In this project, i will build a recommender system web-app to make recommendation for user. I recommend for user the items they may like and a recommender system to find out which item is similar to this item.
In this project, I build a application about movie recommender system with Movielens 1M dataset. For more information about the dataset, please check here. I use Alternating Least Square which has been implemented in implicit for user recommendation and a Content-based module for related item recommendation. I also implement a simple web-app to perform recommendation for the user or the item (model serving).
This project contains four steps of ML pipeline:
- ETL: Clean data and save cleaned data to file and database.
- Feature engineering: Transform feature to meet model fitting.
- Modelling: Build a Machine learning pipeline to feature engineering and train ML model.
- Model serving: Build Flask web app to predict user's input query.
The code was implemented in Python 3.9. All necessary package was contained in requirements.txt
file.
For quick installation:
pip install -r requirements.txt
The Movielens 1M dataset contains information about history of user and movie's profile. To see the EDA of Movielens 1M, please go to this notebook
- Alternating Leasts Squares (ALS): An approach of matrix factorization. this model try to decompose rating matrix into two factos matrix
- Content-based (CB): A content based approach use cosine similarity to find most similar item.
With ALS model, i use implementation from implicit for better performance. With CB model, i implement my own and try to combine multiple of data type. My CB implementation can handle multiple of content with data type can be list, category or text. Final similarity of pair items is average of all features input. Code of this implementation you can find here
In this project, i only implement evaluation for ALS. To evaluate ALS, I use 3 metrics: RMSE, MAP@k and P@k.
- RMSE (Root Mean Squares Error): the differences between predicted rating and true rating.
- P@k (Precision at k): Precision of recommendation with top k result.
- MAP@k (Mean average precision at k): Mean of P@k with all users.

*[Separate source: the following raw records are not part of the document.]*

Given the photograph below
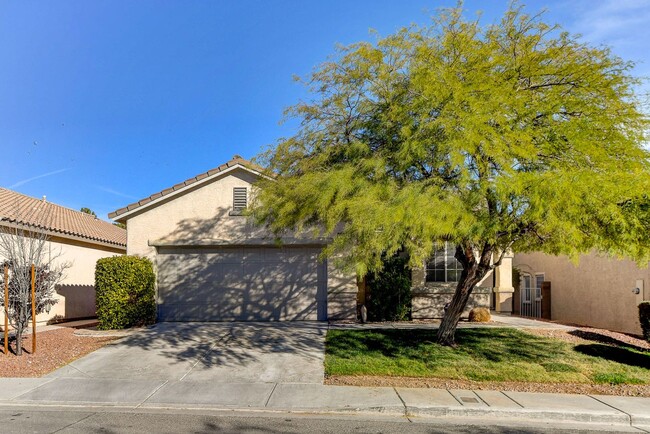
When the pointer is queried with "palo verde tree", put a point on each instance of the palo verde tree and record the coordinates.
(20, 247)
(491, 138)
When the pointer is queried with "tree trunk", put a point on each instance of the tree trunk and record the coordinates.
(447, 329)
(473, 272)
(19, 339)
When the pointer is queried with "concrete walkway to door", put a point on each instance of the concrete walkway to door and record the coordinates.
(288, 352)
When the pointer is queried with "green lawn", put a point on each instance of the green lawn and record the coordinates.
(483, 354)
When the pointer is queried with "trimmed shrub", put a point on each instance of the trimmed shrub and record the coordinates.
(644, 319)
(479, 314)
(390, 291)
(125, 292)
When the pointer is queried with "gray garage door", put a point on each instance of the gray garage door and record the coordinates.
(241, 283)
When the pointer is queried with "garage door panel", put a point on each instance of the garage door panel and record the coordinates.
(265, 283)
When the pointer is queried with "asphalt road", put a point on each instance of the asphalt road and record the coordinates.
(111, 420)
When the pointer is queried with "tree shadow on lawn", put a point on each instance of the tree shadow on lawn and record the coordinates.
(490, 344)
(596, 337)
(616, 354)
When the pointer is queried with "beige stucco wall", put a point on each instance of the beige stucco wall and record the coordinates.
(201, 216)
(76, 291)
(429, 298)
(598, 292)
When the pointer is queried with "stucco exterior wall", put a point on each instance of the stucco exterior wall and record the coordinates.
(201, 216)
(76, 291)
(598, 292)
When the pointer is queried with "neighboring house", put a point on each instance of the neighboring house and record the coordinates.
(213, 264)
(81, 239)
(598, 291)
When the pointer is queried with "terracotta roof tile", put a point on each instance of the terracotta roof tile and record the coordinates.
(19, 209)
(235, 161)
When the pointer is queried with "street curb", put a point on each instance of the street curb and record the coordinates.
(493, 415)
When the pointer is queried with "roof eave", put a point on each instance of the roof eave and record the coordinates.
(122, 217)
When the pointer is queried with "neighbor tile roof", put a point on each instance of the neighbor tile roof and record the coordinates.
(19, 209)
(236, 160)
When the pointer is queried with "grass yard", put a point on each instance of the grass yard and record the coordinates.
(483, 354)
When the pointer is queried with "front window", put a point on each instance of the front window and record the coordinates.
(239, 200)
(443, 266)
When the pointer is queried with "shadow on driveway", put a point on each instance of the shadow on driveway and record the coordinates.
(221, 352)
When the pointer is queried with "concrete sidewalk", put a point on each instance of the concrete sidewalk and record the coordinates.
(490, 406)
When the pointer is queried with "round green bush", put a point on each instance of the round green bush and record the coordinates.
(644, 319)
(390, 291)
(125, 292)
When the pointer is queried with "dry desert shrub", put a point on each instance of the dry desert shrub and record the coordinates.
(479, 314)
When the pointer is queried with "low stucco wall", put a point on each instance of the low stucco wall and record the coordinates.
(429, 301)
(597, 292)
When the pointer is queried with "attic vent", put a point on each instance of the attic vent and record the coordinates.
(239, 199)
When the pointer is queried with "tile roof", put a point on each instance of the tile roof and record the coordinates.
(19, 209)
(236, 160)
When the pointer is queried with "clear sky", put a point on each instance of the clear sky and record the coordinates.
(105, 102)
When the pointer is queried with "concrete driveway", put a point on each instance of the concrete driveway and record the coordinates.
(289, 352)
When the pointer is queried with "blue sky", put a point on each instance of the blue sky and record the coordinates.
(106, 102)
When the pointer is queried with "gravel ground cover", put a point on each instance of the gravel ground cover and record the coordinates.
(54, 349)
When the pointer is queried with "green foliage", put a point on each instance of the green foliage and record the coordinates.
(644, 319)
(125, 292)
(508, 136)
(390, 291)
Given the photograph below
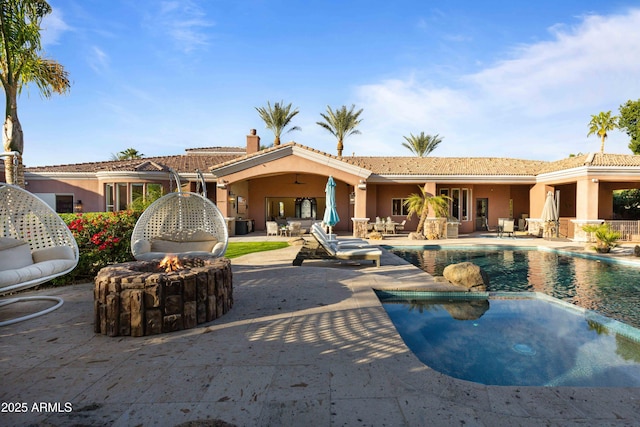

The result of ALS for Movielens 1M. You can view detail at here
Factors | RMSE | MAP@k | P@k |
---|---|---|---|
10 | 3.21 | 0.10 | 0.206 |
30 | 3.18 | 0.122 | 0.244 |
50 | 3.18 | 0.128 | 0.246 |
100 | 3.214 | 0.121 | 0.234 |
300 | 3.42 | 0.087 | 0.171 |
1000 | 3.67 | 0.0364 | 0.0733 |
- ETL pipeline
We need to pre-processing for user's dataset and item's dataset. To run ETL pipeline for clean user dataset, run the code below:
python movielens_rating_etl.py
To run ETL pipeline for clean item's dataset:
python movielens_meta_etl.py
- To build and train model
We have 2 model is ALS and ContentBased. To run ALS model
python als.py
To run ContentBased model
python cb.py
- Run web app
Run the code below to start the web app at localhost
python run.py
And go to http://localhost:3000 to see the web app